TORONTO (miningweekly.com) – Former Premier of Ontario and chief negotiator for the Matawa First Nations Bob Rae told delegates at the Prospectors and Developers Association of Canada conference that greater efforts are needed to embed the practice of consultation and accommodation between the mining sector and Canada’s First Nations communities.

Equally, the First Nations must be able to provide answers when a company approaches to consult. “[The] First Nations have to ask themselves: ‘what shall we say when we‘re asked our opinion? What do we say when we’re consulted?’” Rae said on Tuesday. “It’s not easy, but it is essential.”

Rae acknowledged that the duty to consult and engage still has many imprecisions, often because the foundations of best practice continue to be solidified, frequently through the court system. “People say: ‘what does it mean that there’s a duty to accommodate and consult? How, why does it [work]?’ … As frustrating as that is, these issues are still going to be litigated. It’s still a contested area of the law,” he said.

Fitting into this, both federal and provincial governments should work towards strengthening and streamlining the framework that facilitates accommodation. “Governments must create a process that helps to define, for companies and for First Nations, exactly how the process of accommodation is supposed to take place. What is the discussion? How is it supposed to happen? How do we make it happen?” he said.

In many instances, a change in mindset is required within various government bodies and departments, particularly those involved in Canada’s far north, to consider First Nations communities as partners in progress, not just as stakeholders.

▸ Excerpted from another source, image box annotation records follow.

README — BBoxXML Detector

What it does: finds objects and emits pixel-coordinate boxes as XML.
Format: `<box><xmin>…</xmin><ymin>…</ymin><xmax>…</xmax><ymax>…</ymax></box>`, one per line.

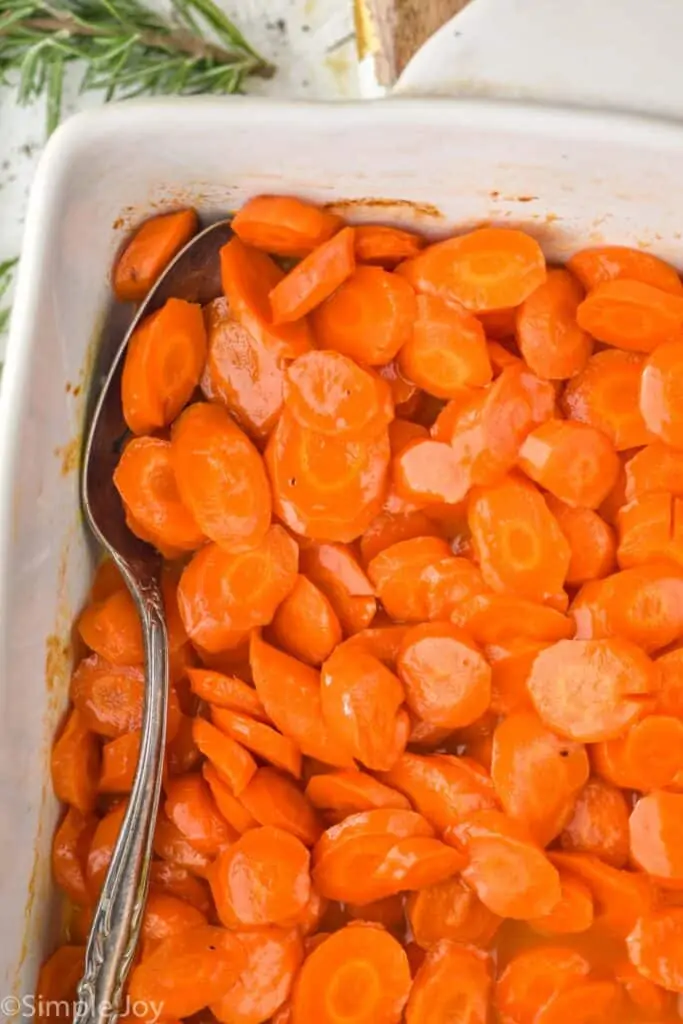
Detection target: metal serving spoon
<box><xmin>74</xmin><ymin>221</ymin><xmax>232</xmax><ymax>1024</ymax></box>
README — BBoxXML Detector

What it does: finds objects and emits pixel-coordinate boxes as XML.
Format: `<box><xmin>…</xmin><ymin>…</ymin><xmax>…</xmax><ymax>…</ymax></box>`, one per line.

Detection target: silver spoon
<box><xmin>74</xmin><ymin>221</ymin><xmax>232</xmax><ymax>1024</ymax></box>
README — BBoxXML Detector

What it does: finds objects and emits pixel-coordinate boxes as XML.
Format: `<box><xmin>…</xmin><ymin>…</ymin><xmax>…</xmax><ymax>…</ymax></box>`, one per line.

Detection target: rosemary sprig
<box><xmin>0</xmin><ymin>0</ymin><xmax>273</xmax><ymax>133</ymax></box>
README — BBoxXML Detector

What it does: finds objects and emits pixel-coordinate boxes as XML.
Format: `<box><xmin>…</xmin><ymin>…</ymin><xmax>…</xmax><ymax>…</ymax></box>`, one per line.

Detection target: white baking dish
<box><xmin>6</xmin><ymin>5</ymin><xmax>683</xmax><ymax>1003</ymax></box>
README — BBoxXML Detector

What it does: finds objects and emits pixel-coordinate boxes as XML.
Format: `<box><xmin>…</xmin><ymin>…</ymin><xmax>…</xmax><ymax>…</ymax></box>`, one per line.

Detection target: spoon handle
<box><xmin>74</xmin><ymin>577</ymin><xmax>168</xmax><ymax>1024</ymax></box>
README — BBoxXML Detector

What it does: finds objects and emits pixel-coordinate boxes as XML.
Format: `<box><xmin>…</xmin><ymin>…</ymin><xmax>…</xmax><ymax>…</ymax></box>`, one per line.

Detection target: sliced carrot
<box><xmin>121</xmin><ymin>299</ymin><xmax>207</xmax><ymax>434</ymax></box>
<box><xmin>211</xmin><ymin>928</ymin><xmax>304</xmax><ymax>1024</ymax></box>
<box><xmin>232</xmin><ymin>196</ymin><xmax>343</xmax><ymax>256</ymax></box>
<box><xmin>398</xmin><ymin>295</ymin><xmax>492</xmax><ymax>398</ymax></box>
<box><xmin>546</xmin><ymin>495</ymin><xmax>616</xmax><ymax>586</ymax></box>
<box><xmin>468</xmin><ymin>476</ymin><xmax>570</xmax><ymax>606</ymax></box>
<box><xmin>397</xmin><ymin>623</ymin><xmax>490</xmax><ymax>729</ymax></box>
<box><xmin>211</xmin><ymin>825</ymin><xmax>310</xmax><ymax>929</ymax></box>
<box><xmin>405</xmin><ymin>939</ymin><xmax>492</xmax><ymax>1024</ymax></box>
<box><xmin>492</xmin><ymin>711</ymin><xmax>590</xmax><ymax>846</ymax></box>
<box><xmin>577</xmin><ymin>278</ymin><xmax>683</xmax><ymax>352</ymax></box>
<box><xmin>171</xmin><ymin>402</ymin><xmax>270</xmax><ymax>552</ymax></box>
<box><xmin>240</xmin><ymin>767</ymin><xmax>323</xmax><ymax>846</ymax></box>
<box><xmin>627</xmin><ymin>907</ymin><xmax>683</xmax><ymax>992</ymax></box>
<box><xmin>285</xmin><ymin>351</ymin><xmax>393</xmax><ymax>437</ymax></box>
<box><xmin>382</xmin><ymin>752</ymin><xmax>498</xmax><ymax>831</ymax></box>
<box><xmin>292</xmin><ymin>925</ymin><xmax>411</xmax><ymax>1024</ymax></box>
<box><xmin>407</xmin><ymin>878</ymin><xmax>502</xmax><ymax>949</ymax></box>
<box><xmin>211</xmin><ymin>708</ymin><xmax>301</xmax><ymax>778</ymax></box>
<box><xmin>567</xmin><ymin>246</ymin><xmax>683</xmax><ymax>295</ymax></box>
<box><xmin>178</xmin><ymin>526</ymin><xmax>299</xmax><ymax>653</ymax></box>
<box><xmin>300</xmin><ymin>543</ymin><xmax>377</xmax><ymax>634</ymax></box>
<box><xmin>129</xmin><ymin>925</ymin><xmax>246</xmax><ymax>1018</ymax></box>
<box><xmin>519</xmin><ymin>420</ymin><xmax>620</xmax><ymax>509</ymax></box>
<box><xmin>560</xmin><ymin>778</ymin><xmax>630</xmax><ymax>867</ymax></box>
<box><xmin>269</xmin><ymin>227</ymin><xmax>355</xmax><ymax>326</ymax></box>
<box><xmin>50</xmin><ymin>709</ymin><xmax>99</xmax><ymax>814</ymax></box>
<box><xmin>445</xmin><ymin>811</ymin><xmax>561</xmax><ymax>921</ymax></box>
<box><xmin>321</xmin><ymin>644</ymin><xmax>410</xmax><ymax>771</ymax></box>
<box><xmin>562</xmin><ymin>350</ymin><xmax>655</xmax><ymax>452</ymax></box>
<box><xmin>220</xmin><ymin>238</ymin><xmax>312</xmax><ymax>359</ymax></box>
<box><xmin>528</xmin><ymin>638</ymin><xmax>657</xmax><ymax>742</ymax></box>
<box><xmin>311</xmin><ymin>266</ymin><xmax>417</xmax><ymax>366</ymax></box>
<box><xmin>202</xmin><ymin>297</ymin><xmax>285</xmax><ymax>438</ymax></box>
<box><xmin>250</xmin><ymin>634</ymin><xmax>353</xmax><ymax>768</ymax></box>
<box><xmin>516</xmin><ymin>270</ymin><xmax>593</xmax><ymax>380</ymax></box>
<box><xmin>193</xmin><ymin>718</ymin><xmax>256</xmax><ymax>797</ymax></box>
<box><xmin>399</xmin><ymin>227</ymin><xmax>546</xmax><ymax>312</ymax></box>
<box><xmin>112</xmin><ymin>209</ymin><xmax>199</xmax><ymax>302</ymax></box>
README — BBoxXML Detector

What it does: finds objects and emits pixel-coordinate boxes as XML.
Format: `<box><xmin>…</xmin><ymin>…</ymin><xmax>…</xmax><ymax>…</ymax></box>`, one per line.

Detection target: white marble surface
<box><xmin>0</xmin><ymin>0</ymin><xmax>358</xmax><ymax>348</ymax></box>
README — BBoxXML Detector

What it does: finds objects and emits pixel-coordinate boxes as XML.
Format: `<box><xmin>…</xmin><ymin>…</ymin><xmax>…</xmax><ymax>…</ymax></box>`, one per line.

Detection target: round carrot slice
<box><xmin>311</xmin><ymin>266</ymin><xmax>417</xmax><ymax>366</ymax></box>
<box><xmin>178</xmin><ymin>526</ymin><xmax>299</xmax><ymax>653</ymax></box>
<box><xmin>397</xmin><ymin>623</ymin><xmax>490</xmax><ymax>729</ymax></box>
<box><xmin>562</xmin><ymin>350</ymin><xmax>655</xmax><ymax>452</ymax></box>
<box><xmin>528</xmin><ymin>638</ymin><xmax>656</xmax><ymax>742</ymax></box>
<box><xmin>516</xmin><ymin>270</ymin><xmax>593</xmax><ymax>380</ymax></box>
<box><xmin>292</xmin><ymin>925</ymin><xmax>411</xmax><ymax>1024</ymax></box>
<box><xmin>626</xmin><ymin>907</ymin><xmax>683</xmax><ymax>992</ymax></box>
<box><xmin>577</xmin><ymin>279</ymin><xmax>683</xmax><ymax>352</ymax></box>
<box><xmin>398</xmin><ymin>295</ymin><xmax>492</xmax><ymax>398</ymax></box>
<box><xmin>519</xmin><ymin>420</ymin><xmax>621</xmax><ymax>509</ymax></box>
<box><xmin>400</xmin><ymin>227</ymin><xmax>546</xmax><ymax>312</ymax></box>
<box><xmin>121</xmin><ymin>299</ymin><xmax>207</xmax><ymax>434</ymax></box>
<box><xmin>265</xmin><ymin>413</ymin><xmax>389</xmax><ymax>542</ymax></box>
<box><xmin>468</xmin><ymin>476</ymin><xmax>570</xmax><ymax>606</ymax></box>
<box><xmin>490</xmin><ymin>711</ymin><xmax>590</xmax><ymax>846</ymax></box>
<box><xmin>211</xmin><ymin>825</ymin><xmax>310</xmax><ymax>929</ymax></box>
<box><xmin>285</xmin><ymin>351</ymin><xmax>393</xmax><ymax>437</ymax></box>
<box><xmin>171</xmin><ymin>402</ymin><xmax>271</xmax><ymax>552</ymax></box>
<box><xmin>405</xmin><ymin>940</ymin><xmax>492</xmax><ymax>1024</ymax></box>
<box><xmin>640</xmin><ymin>339</ymin><xmax>683</xmax><ymax>449</ymax></box>
<box><xmin>211</xmin><ymin>928</ymin><xmax>303</xmax><ymax>1024</ymax></box>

In addition, provinces that have historic treaties with the First Nations would do well to examine those provinces that do not, such as Quebec and British Columbia, and examine how they have often been able to push through changes at a faster and often more dynamic pace.

“Where is revenue sharing today? It’s happening in Quebec, in British Columbia, the Yukon, the Northwest Territories, and it’s happening in Nunavut. Why? Because they can improvise and they can create change, and they can make change happen,” Rae said.

“The institutional resistance to change … in the treaty provinces is a particular challenge,” he said. “It’s a challenge we’re facing in the Ring of Fire and a challenge we’re going to face in a number of other [areas] as time goes on.”

In considering the Ring of Fire, Rae stressed that the focal points for discussion will continue to centre on the wellbeing of aboriginal communities, the environment, infrastructure and revenue sharing. “Those are going to be the critical areas of discussion that are going to be addressed,” he said.

“[This will] allow for some precedent-setting approaches, which I hope will be helpful for other jurisdictions,” he added.

“There is no other route but that of creating sustainable partnerships,” he concluded. “The alternatives are simply lousy: spending your life in court, which is not good for anyone.”